Rabbit Hole #1

Machine Translation: Why aren’t museums using it?

Why aren’t museums using machine translation? This article explores how machine translation works and how it came to be in its current state, as well as how we evaluate state-of-the-art machine translation technology. Finally, this article examines how improvements in machine translation could disrupt and transform the museum industry.

Anyone who has needed some quick help in another language knows the drill – just open up Google Translate. While we know it won’t be perfect, it’s better than nothing and has helped countless people communicate across linguistic and cultural divides. Despite its usefulness, there isn’t widespread adoption of machine translation technology across the museum industry.  

In a world where Siri can set alarms, give us directions, and look things up, shouldn’t machine translation be better by now? How does machine translation work? Why are museums still using human translation? And most importantly, what happens when machine translation is good enough that museums and other arts enterprises can use it without human oversight? 

This article explores how machine translation works and how it came to be in its current state, as well as how we evaluate state-of-the-art machine translation technology. Finally, this article examines how improvements in machine translation could disrupt and transform the museum industry.

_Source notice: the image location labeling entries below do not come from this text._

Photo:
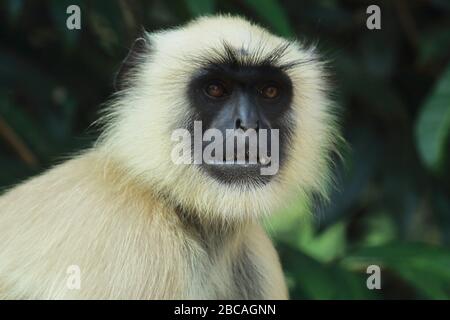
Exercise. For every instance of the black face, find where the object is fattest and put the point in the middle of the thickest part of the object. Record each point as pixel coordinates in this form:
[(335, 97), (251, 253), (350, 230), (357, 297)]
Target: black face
[(242, 98)]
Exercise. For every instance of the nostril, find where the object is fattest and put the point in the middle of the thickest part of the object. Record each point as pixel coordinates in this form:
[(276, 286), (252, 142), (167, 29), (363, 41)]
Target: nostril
[(238, 124)]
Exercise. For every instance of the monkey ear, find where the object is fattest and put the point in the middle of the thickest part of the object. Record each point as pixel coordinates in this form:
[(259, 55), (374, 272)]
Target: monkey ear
[(138, 48)]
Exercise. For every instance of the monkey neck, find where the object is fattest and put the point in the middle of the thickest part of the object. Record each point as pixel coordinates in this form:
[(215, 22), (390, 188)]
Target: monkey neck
[(213, 235)]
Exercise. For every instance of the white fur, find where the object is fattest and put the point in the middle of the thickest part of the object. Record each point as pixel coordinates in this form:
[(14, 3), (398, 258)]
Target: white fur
[(105, 211)]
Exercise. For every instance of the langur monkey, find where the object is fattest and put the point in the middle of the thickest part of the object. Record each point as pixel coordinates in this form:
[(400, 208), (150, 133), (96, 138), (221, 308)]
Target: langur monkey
[(128, 222)]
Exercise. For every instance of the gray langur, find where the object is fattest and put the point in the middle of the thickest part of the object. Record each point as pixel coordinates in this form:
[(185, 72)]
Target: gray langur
[(138, 226)]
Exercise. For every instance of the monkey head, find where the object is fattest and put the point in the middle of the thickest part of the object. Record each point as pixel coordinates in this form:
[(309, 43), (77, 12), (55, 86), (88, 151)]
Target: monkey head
[(232, 78)]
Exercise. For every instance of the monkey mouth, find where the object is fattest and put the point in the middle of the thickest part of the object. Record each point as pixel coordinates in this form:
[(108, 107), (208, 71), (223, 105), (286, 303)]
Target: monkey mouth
[(246, 161), (239, 170)]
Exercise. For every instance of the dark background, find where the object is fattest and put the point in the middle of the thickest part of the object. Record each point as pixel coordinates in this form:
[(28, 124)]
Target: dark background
[(391, 202)]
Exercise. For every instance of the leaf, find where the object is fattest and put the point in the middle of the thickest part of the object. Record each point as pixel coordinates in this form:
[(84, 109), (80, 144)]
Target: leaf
[(314, 280), (433, 125), (434, 44), (272, 13), (425, 267), (200, 7)]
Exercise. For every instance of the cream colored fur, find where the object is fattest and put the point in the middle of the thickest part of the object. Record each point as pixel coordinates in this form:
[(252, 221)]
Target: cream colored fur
[(111, 209)]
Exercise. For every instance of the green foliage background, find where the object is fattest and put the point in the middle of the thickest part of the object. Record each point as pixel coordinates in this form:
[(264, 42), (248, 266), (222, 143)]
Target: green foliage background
[(391, 201)]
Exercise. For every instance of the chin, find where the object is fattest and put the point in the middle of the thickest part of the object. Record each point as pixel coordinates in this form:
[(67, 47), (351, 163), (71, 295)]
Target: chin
[(238, 174)]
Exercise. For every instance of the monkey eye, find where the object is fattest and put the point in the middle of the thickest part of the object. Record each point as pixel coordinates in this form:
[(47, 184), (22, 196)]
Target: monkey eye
[(215, 89), (270, 91)]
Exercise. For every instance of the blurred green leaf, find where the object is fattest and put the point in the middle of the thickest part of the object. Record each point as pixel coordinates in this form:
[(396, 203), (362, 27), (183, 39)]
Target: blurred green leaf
[(272, 13), (425, 267), (433, 124), (314, 280), (434, 44), (201, 7)]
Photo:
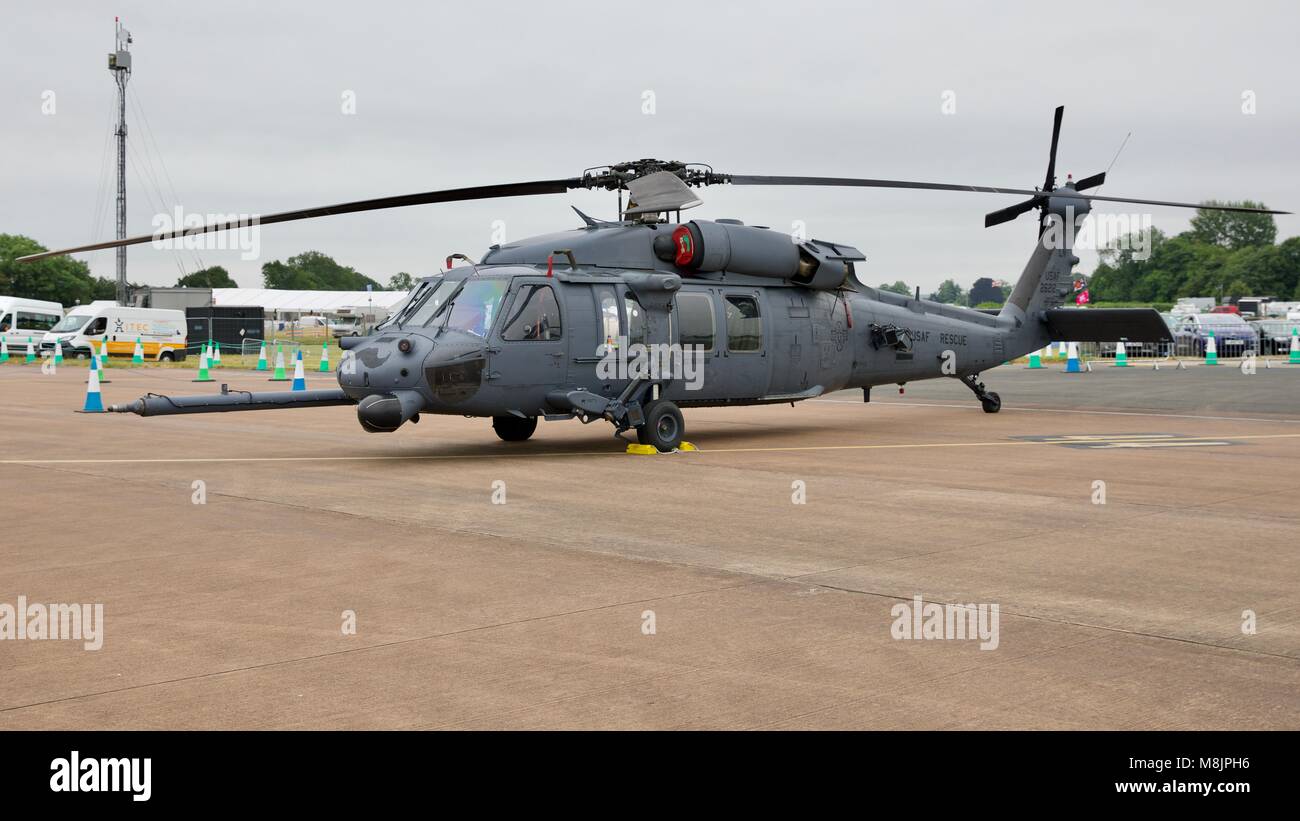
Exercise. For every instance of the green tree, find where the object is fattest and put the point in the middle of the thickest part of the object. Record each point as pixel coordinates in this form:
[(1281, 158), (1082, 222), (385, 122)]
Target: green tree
[(1234, 229), (59, 279), (215, 277), (313, 270)]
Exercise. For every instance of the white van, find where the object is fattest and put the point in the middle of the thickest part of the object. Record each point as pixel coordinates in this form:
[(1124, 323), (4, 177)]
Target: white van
[(21, 318), (161, 330)]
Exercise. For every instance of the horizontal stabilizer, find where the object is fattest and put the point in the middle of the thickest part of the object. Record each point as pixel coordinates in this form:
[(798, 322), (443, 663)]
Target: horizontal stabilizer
[(1106, 325)]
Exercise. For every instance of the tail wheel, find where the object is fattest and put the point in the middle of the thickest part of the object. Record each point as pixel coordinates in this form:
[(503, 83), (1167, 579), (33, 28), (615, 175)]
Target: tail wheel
[(512, 428), (663, 426)]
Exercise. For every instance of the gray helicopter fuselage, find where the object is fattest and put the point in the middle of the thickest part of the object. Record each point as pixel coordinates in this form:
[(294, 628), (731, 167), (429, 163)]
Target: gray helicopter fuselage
[(562, 308)]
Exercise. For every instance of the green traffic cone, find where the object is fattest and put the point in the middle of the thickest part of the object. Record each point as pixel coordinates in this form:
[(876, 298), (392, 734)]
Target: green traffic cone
[(203, 366), (280, 365)]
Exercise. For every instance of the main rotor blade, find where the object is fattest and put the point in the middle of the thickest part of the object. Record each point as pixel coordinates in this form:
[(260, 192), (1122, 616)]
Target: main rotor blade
[(852, 182), (1049, 182), (1090, 182), (450, 195), (1006, 214), (1064, 192)]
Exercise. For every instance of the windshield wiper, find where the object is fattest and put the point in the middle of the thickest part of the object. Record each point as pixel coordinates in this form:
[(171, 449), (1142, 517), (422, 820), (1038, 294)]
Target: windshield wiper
[(446, 307)]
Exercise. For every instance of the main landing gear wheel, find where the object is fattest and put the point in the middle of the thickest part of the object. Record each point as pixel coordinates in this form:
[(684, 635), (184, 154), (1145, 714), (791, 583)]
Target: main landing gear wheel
[(663, 426), (514, 429), (991, 402)]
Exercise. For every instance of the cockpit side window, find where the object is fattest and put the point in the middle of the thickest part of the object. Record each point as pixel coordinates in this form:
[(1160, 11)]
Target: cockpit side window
[(533, 316)]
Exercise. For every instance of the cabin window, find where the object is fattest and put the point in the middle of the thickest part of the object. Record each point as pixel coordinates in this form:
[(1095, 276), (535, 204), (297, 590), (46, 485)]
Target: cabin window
[(744, 325), (533, 316), (609, 316), (636, 320), (696, 318)]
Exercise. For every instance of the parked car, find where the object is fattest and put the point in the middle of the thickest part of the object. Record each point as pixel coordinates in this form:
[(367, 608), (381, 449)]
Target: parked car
[(346, 328), (26, 318), (1233, 335), (161, 331), (1274, 335)]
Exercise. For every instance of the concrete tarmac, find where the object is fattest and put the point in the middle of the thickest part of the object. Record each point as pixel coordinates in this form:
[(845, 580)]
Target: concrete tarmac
[(684, 590)]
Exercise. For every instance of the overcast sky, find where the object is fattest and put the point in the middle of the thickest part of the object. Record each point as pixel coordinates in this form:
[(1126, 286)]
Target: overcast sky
[(245, 103)]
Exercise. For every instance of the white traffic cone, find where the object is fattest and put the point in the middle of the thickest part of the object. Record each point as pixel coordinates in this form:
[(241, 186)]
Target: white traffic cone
[(94, 402), (299, 377)]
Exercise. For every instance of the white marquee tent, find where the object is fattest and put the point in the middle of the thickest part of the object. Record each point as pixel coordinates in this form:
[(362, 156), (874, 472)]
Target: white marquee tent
[(281, 303)]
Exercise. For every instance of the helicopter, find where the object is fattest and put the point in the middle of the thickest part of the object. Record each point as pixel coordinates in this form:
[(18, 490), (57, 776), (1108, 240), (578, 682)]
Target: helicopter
[(633, 320)]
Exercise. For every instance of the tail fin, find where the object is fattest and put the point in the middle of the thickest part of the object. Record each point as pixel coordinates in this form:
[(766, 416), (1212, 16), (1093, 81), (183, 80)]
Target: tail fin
[(1044, 285)]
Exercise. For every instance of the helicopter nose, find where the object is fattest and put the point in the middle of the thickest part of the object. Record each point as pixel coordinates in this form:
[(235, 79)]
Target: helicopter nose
[(384, 363)]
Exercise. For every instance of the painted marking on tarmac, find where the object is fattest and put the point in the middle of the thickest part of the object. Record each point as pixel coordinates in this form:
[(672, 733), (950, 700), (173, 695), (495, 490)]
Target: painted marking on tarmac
[(1101, 442), (1152, 413), (901, 446)]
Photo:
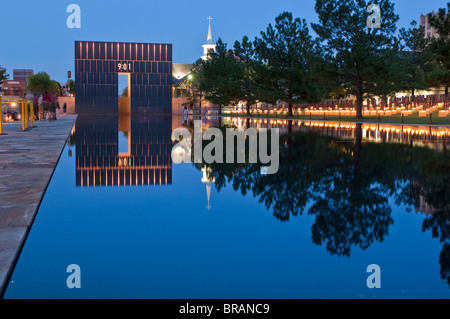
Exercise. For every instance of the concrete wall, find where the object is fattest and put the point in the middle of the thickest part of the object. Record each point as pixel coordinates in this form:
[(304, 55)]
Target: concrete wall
[(70, 102)]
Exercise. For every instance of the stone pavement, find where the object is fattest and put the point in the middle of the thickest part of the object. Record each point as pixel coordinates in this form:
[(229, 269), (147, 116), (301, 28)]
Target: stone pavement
[(27, 161)]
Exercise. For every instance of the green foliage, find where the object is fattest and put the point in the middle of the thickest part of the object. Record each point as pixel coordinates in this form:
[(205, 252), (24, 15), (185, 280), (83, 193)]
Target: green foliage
[(364, 58), (291, 58), (440, 49), (415, 55), (250, 88), (221, 76), (195, 93), (41, 82)]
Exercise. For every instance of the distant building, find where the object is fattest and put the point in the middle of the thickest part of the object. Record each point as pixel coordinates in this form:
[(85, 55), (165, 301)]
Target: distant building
[(209, 44), (181, 73), (17, 86), (430, 32)]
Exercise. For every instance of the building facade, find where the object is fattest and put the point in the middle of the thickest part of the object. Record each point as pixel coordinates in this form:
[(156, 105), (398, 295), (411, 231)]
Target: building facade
[(17, 86), (430, 32), (97, 69)]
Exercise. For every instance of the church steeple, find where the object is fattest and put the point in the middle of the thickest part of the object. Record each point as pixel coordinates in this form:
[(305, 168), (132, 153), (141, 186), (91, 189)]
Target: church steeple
[(209, 43), (209, 39)]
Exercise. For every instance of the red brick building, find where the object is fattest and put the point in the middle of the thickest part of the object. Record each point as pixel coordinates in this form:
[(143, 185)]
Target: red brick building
[(18, 85)]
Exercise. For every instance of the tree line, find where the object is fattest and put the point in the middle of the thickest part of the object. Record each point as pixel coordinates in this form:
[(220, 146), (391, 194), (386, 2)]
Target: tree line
[(287, 63)]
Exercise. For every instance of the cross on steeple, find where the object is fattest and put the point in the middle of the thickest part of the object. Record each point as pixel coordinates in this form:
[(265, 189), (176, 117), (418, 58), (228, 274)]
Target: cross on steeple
[(209, 39)]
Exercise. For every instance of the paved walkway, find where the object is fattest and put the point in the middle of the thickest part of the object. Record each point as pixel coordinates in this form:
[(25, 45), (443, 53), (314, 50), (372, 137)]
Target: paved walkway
[(27, 161)]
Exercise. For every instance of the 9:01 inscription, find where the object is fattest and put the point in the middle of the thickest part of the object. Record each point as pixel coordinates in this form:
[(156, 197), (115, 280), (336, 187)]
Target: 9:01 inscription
[(124, 66)]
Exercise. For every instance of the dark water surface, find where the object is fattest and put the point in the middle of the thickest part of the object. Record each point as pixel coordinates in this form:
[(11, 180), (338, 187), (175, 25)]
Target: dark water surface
[(345, 196)]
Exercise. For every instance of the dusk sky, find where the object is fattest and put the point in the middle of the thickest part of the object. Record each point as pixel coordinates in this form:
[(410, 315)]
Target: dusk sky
[(35, 35)]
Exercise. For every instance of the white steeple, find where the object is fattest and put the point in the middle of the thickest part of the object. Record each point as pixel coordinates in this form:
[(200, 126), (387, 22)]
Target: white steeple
[(208, 183), (209, 44)]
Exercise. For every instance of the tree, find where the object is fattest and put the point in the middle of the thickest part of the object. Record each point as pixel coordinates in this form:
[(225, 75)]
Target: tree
[(220, 77), (440, 49), (415, 55), (249, 83), (41, 82), (3, 75), (291, 58), (358, 52)]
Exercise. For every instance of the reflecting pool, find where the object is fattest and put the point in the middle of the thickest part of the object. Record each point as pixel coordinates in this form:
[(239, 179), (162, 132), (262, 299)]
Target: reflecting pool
[(139, 226)]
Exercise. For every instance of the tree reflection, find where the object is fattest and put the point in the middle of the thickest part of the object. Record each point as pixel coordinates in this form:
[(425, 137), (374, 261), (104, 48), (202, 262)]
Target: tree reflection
[(435, 181), (346, 185)]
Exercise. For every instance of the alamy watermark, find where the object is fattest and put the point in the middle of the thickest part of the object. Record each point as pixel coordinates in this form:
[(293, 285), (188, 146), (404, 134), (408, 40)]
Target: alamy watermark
[(374, 280), (74, 19), (74, 279), (213, 152)]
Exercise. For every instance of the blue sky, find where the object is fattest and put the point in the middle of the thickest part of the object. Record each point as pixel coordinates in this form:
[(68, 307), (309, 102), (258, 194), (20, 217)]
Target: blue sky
[(35, 34)]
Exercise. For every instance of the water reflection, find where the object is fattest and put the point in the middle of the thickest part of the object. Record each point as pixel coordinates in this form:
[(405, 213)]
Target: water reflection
[(347, 176), (123, 151)]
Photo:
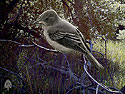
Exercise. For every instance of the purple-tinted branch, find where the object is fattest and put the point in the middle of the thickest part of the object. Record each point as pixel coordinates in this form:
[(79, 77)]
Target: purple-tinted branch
[(47, 49), (70, 72), (99, 84), (97, 89), (2, 40)]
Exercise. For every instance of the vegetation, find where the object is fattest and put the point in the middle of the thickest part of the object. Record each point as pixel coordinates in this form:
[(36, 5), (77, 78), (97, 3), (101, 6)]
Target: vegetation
[(34, 70)]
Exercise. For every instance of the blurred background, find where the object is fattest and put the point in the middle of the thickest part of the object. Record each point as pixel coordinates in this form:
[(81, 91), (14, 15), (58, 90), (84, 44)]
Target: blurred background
[(33, 70)]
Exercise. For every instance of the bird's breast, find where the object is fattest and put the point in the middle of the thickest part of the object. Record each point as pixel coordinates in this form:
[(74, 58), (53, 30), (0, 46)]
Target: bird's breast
[(56, 45)]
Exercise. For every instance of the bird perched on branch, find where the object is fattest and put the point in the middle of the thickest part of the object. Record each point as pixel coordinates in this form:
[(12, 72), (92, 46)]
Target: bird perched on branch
[(63, 36)]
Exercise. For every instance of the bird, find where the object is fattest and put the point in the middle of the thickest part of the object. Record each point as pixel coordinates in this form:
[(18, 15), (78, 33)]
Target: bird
[(63, 36)]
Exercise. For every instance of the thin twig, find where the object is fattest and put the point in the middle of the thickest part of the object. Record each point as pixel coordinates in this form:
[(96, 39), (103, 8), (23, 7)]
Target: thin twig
[(101, 85)]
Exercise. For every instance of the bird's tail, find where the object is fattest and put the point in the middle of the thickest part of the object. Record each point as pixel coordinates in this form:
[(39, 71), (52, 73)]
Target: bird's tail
[(92, 59)]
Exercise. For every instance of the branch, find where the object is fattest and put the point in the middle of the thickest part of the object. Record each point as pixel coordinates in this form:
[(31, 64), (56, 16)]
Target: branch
[(99, 84)]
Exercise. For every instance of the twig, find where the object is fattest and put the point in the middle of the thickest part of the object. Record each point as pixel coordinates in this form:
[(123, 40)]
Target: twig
[(99, 84), (51, 50)]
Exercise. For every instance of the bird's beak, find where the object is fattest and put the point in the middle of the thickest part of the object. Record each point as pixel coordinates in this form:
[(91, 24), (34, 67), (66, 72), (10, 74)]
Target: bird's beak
[(39, 22)]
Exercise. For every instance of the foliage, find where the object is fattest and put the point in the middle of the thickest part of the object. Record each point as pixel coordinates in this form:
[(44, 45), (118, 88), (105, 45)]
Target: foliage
[(24, 65)]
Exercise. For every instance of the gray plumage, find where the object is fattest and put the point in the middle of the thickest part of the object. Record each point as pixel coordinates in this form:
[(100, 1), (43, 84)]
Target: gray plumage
[(64, 37)]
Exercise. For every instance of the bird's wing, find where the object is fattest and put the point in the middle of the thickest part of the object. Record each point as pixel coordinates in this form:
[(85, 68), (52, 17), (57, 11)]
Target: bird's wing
[(70, 40)]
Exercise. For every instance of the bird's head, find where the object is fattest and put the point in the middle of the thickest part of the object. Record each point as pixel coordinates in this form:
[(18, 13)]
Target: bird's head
[(48, 18)]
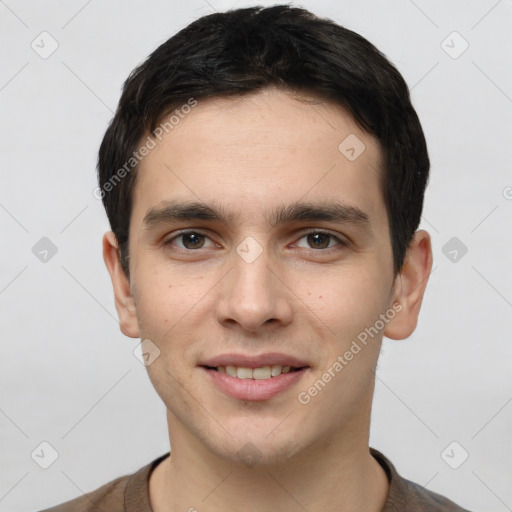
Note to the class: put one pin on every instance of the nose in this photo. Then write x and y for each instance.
(253, 296)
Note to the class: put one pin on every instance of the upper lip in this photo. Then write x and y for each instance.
(255, 361)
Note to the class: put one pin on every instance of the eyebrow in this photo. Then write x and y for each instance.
(176, 211)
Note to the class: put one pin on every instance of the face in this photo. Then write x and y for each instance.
(285, 257)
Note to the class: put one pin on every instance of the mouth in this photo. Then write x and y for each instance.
(258, 373)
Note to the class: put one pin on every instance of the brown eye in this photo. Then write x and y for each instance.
(319, 240)
(192, 240)
(188, 240)
(322, 240)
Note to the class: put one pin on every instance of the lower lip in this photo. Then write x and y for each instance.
(254, 389)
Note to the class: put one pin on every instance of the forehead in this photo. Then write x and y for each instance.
(258, 151)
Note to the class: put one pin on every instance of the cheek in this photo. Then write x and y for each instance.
(349, 299)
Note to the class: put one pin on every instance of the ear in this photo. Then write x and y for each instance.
(410, 286)
(125, 303)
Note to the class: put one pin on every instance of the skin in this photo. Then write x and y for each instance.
(302, 296)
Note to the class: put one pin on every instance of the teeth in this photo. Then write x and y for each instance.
(262, 373)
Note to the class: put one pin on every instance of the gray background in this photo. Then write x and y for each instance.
(70, 378)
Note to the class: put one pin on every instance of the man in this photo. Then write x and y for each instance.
(264, 178)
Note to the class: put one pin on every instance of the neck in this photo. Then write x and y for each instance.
(337, 473)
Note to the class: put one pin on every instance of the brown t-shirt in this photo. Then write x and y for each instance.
(130, 493)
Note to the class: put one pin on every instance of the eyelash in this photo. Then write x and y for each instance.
(311, 232)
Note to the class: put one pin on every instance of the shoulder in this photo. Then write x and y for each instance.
(108, 497)
(405, 496)
(128, 493)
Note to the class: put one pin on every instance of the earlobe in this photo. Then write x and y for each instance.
(125, 304)
(410, 287)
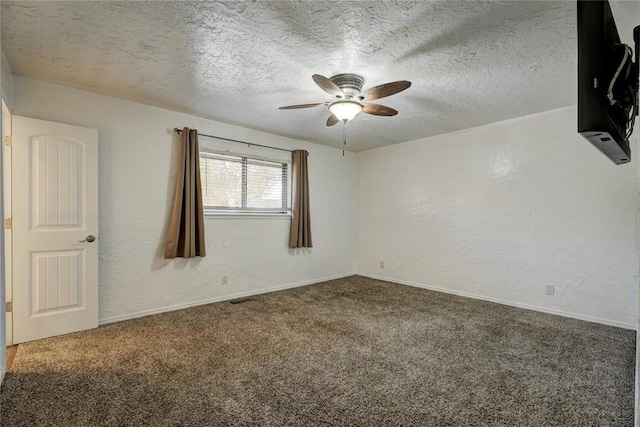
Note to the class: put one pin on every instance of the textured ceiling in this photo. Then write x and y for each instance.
(470, 62)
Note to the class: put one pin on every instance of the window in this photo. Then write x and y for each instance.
(239, 184)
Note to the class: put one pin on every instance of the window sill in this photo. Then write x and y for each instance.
(252, 215)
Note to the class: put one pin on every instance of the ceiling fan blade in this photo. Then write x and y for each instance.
(328, 86)
(386, 89)
(293, 107)
(378, 110)
(332, 120)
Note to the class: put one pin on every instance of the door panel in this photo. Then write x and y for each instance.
(55, 207)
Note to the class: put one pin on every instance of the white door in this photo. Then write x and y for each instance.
(55, 228)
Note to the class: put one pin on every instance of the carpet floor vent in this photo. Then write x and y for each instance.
(241, 300)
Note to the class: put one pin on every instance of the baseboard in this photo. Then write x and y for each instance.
(144, 313)
(607, 322)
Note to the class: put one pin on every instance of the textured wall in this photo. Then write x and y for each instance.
(135, 151)
(501, 211)
(6, 81)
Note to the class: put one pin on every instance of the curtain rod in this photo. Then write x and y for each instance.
(179, 131)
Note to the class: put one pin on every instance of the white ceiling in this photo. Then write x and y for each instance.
(470, 62)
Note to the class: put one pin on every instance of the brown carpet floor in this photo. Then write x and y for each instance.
(348, 352)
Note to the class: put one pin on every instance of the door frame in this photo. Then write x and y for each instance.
(6, 196)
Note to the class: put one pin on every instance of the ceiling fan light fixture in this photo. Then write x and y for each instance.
(345, 110)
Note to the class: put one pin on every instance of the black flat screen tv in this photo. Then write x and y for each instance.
(607, 81)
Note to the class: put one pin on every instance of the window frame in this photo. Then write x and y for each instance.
(245, 211)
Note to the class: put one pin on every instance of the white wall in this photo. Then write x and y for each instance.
(135, 149)
(500, 211)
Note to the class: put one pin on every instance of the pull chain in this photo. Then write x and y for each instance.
(344, 137)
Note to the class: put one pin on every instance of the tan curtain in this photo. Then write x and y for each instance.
(300, 232)
(185, 236)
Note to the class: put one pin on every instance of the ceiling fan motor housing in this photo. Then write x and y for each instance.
(350, 84)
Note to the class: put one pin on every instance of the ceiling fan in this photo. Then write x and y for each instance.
(347, 88)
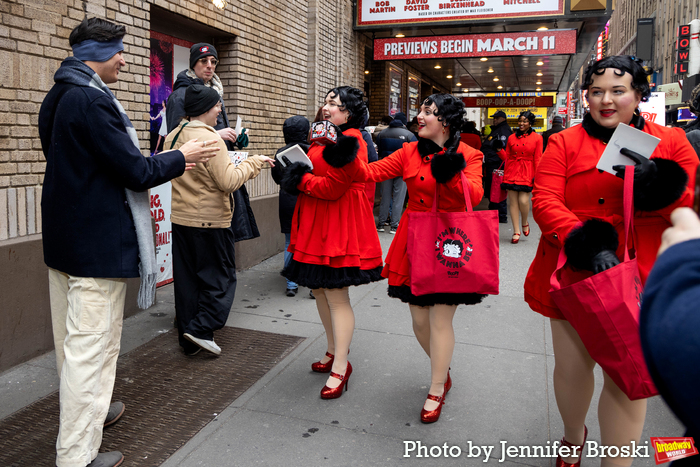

How does machine translation work?

So, how does machine translation work? Underpinning machine translation is a field called natural language processing, or NLP for short. This area of study uses tools of computational linguistics combined with modern advances in computer science in order to “learn, understand, and produce human language content.” While NLP has progressed greatly since its inception, one foundational technique that is still used in some forms today is called “bag of words”, where all the words in a document are added up and each word’s frequency is calculated. This concept is a great illustration of many of the techniques used in NLP – counting words and calculating their relationship to other words within the same document or within a corpus of documents. 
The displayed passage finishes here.